The contribution at the time of the Neolithic, at 4–5 ka, varied with the criterion and the genetic system, but 25–35 % is probably the best estimate (Fig. 1c). (The f1 criterion in mtDNA probably overestimates recent migration due to the large size of the source sample used.) Only one major founder presented significant differences between the analyses: B4b appears Neolithic in f1 criterion and part of the postglacial migration in the f2 criterion (Fig. 1d). This haplogroup deserves further attention in the future. The widely held model for the spread of the Neolithic in ISEA implicates expanding pre-Austronesian/Austronesian speakers from South China/Taiwan (Bellwood 1997); but in fact not all of the Neolithic founders we identify support this hypothetical “out-of-Taiwan” dispersal. A large fraction of Neolithic mtDNA founder clusters from haplogroups B5a1 and F1a1a (~10 % out of the 25–35 % Neolithic lineages in the analysis) appear to have originated in MSEA, and are rare or absent in either Taiwan or the Philippines.

Our results therefore suggest that mid-Holocene Neolithic immigration into ISEA was in part via MSEA, temporally associated with spread of basket-marked and carved paddle-impressed pottery, which appeared across MSEA as early as red-slipped pottery appeared in Taiwan (Bulbeck 2011), and possibly involving speakers of Austroasiatic languages (i.e. Anderson’s “Neolithic I”) (Anderson 2005).

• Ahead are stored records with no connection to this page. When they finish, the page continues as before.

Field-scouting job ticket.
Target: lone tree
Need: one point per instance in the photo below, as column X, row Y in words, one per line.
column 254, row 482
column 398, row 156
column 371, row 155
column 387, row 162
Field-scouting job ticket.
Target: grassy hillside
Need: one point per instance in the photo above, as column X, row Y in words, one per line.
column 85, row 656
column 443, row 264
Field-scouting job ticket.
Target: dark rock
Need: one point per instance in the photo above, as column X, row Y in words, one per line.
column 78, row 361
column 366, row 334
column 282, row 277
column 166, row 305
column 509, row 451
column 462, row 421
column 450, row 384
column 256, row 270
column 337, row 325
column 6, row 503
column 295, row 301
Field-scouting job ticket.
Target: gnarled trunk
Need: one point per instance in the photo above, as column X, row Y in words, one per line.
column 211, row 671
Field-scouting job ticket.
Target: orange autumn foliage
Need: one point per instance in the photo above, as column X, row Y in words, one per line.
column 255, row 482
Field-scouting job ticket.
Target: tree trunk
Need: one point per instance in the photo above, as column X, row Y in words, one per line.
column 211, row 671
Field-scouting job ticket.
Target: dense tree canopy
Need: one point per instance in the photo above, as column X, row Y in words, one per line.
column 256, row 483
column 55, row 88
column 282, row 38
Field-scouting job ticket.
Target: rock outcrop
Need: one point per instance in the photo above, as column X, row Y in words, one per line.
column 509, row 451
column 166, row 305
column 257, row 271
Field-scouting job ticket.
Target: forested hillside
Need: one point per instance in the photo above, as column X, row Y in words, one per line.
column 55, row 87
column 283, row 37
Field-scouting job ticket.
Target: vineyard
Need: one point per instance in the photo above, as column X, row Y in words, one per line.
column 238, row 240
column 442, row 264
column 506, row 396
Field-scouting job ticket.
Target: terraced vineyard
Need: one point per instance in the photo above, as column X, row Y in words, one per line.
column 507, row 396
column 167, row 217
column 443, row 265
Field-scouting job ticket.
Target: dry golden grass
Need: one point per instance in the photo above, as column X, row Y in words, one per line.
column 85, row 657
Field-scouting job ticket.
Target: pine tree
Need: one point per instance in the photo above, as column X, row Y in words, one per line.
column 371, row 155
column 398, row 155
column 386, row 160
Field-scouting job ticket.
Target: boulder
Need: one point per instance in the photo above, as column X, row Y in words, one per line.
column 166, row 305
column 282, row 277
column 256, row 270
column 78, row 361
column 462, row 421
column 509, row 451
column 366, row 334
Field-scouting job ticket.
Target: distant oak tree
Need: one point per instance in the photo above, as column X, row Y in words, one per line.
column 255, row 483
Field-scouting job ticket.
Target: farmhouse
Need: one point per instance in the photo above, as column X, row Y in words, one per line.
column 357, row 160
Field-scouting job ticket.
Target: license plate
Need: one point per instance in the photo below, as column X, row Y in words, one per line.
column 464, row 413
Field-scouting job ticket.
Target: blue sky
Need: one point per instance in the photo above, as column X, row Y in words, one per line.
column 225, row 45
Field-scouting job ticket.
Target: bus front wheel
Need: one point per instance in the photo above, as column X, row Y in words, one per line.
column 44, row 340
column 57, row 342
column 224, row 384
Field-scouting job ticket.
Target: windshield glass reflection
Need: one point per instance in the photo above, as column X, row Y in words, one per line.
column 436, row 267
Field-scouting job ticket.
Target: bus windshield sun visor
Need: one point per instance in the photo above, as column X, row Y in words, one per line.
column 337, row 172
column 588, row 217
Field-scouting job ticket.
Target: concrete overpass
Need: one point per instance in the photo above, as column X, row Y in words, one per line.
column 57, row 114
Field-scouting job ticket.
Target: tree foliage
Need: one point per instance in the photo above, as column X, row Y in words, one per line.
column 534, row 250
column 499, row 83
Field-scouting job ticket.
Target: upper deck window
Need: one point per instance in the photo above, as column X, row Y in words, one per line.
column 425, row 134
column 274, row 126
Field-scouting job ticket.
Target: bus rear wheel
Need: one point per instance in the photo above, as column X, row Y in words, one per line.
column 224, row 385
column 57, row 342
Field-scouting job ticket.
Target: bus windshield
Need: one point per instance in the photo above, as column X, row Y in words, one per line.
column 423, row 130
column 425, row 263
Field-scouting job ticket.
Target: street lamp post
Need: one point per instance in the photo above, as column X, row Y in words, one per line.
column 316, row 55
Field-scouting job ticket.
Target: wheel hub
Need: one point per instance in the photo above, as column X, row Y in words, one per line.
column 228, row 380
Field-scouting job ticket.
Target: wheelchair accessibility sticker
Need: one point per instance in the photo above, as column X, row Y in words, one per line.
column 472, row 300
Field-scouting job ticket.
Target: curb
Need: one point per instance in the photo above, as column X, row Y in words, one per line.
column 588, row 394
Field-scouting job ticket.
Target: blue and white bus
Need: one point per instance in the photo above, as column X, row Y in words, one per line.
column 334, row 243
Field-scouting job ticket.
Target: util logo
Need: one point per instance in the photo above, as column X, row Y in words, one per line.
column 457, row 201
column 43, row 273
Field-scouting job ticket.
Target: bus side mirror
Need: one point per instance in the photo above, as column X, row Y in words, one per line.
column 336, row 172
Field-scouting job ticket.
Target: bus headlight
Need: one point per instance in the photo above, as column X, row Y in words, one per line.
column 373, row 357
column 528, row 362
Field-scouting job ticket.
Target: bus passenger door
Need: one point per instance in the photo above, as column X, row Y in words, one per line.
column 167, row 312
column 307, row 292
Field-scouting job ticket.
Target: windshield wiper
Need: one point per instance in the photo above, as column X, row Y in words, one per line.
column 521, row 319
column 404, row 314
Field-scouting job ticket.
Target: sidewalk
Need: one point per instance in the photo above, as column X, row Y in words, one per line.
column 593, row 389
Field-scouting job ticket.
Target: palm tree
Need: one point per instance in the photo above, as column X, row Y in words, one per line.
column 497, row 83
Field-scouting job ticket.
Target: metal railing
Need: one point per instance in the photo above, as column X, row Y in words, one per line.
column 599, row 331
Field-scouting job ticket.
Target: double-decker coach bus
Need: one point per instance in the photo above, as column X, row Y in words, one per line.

The mtDNA haplogroups M7c3c, Y2, F1a4a, B4c1c and possibly B4b (which shows contrasting patterns under the two criteria) may, however, represent genuine “out-of-Taiwan” clades in ISEA. These founders are all derived from Chinese-mainland source haplogroups, and within Austronesian-speaking populations they have a higher overall frequency in Taiwan and the Philippines (Fig. 2a). This input, at ~20 %, lends support to a modified, small-scale “out-of-Taiwan” model [Anderson’s “Neolithic II” (Anderson 2005; Donohue and Denham 2010)], proposed to explain the appearance of red-slipped pottery in relation to the early dispersal of Austronesian languages.
Fig. 2

Frequency map of probable Neolithic markers (lineages argued to track one or other of the dispersals associated with Neolithic ceramics) in mtDNA and genome-wide data. a Pooled frequency of candidate “out-of-Taiwan”, “Neolithic II” mtDNA haplogroups, based on founder analysis. b Possible “out-of-Taiwan”, “Neolithic II” component in the genome-wide data when considering 10 ancestral populations in the ADMIXTURE analysis. c Pooled frequency of candidate MSEA “Neolithic I” haplogroups in ISEA. d Possible MSEA “Neolithic I” component in the genome-wide data when considering 10 ancestral populations in the ADMIXTURE analysis. The outline map was obtained from http://www.outline-world-map.com

On the male line of descent, the Neolithic contribution is lower (15–20 %) but, since MSEA is not represented in the Y-chromosome dataset, all these Neolithic founders are likely to represent the putative “out-of-Taiwan” dispersal, mirroring closely the ~20 % “out-of-Taiwan” founders for mtDNA. Most of O1a and all of O1a2 likely represent signals of Neolithic migrants from Taiwan, confirming earlier suggestions (Karafet et al. 2010; Trejaut et al. 2014). A portion of O3a (~10 % in the f1 criterion) was also partitioned into the Neolithic in our analysis.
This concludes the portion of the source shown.